| HN Mirror

Y	Hacker News new \| ask \| show \| jobs

by benlivengood 58 days ago

I don't think the grokking paper is a great argument for the difference between weights and meat. E.g. https://en.wikipedia.org/wiki/Cortical_Labs learning to play Pong.

The tokenizer is, at best, a sensory mechanism as evidenced by 1) the random generation of the tokenization scheme, and 2) vastly different tokenization schemes produce virtually identical behavior. It'd be like if Noah Webster threw a bunch of movable type into a bucket (breaking some words in half) and then drew randomly to make the first English dictionary.

EDIT; I was too cavalier with the comparison of tokenizer to sensory modality; my ultimate point is that direct byte-to-token transformers can achieve similar overall performance which to me makes a weights to meat comparison pretty straightforward, but the particular tokenizer in use certainly has a large impact on both efficiency and accuracy on specific problems (e.g. digit representation)

2 comments

noosphr 58 days ago

I'm kind of stunned that someone is using my work to tell me I'm wrong.

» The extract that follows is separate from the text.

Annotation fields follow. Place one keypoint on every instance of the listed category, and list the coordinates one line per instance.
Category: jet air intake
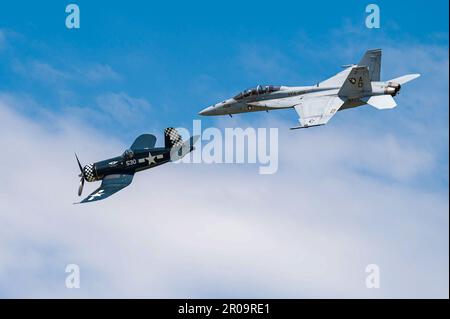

I wrote the code for the dish brain pong and encoding information was a huge part of what that experiment was about.

So when I way that the grok paper and the pong paper fundamentally agree I have some idea of what I'm talking about.

link

anon84873628 58 days ago

If you're going to claim the tokenizer is a dictionary then it doesn't really matter what paper you wrote code for.

link

benlivengood 58 days ago

I might have misunderstood the point you are making. I read the original article as "weights are like meat", and so I'm confused by what you consider fractally wrong.

link

noosphr 58 days ago

The point that when the rules the model learns are simple enough they stop being spread out over all the layers and become as easily interpretable as any expert system.

It's just that the rules we feed in the model are extremely poorly defined and we end up with the soup of disjoint rules smeared all across the weights.

This isn't a feature of the models. It's a feature of the training set.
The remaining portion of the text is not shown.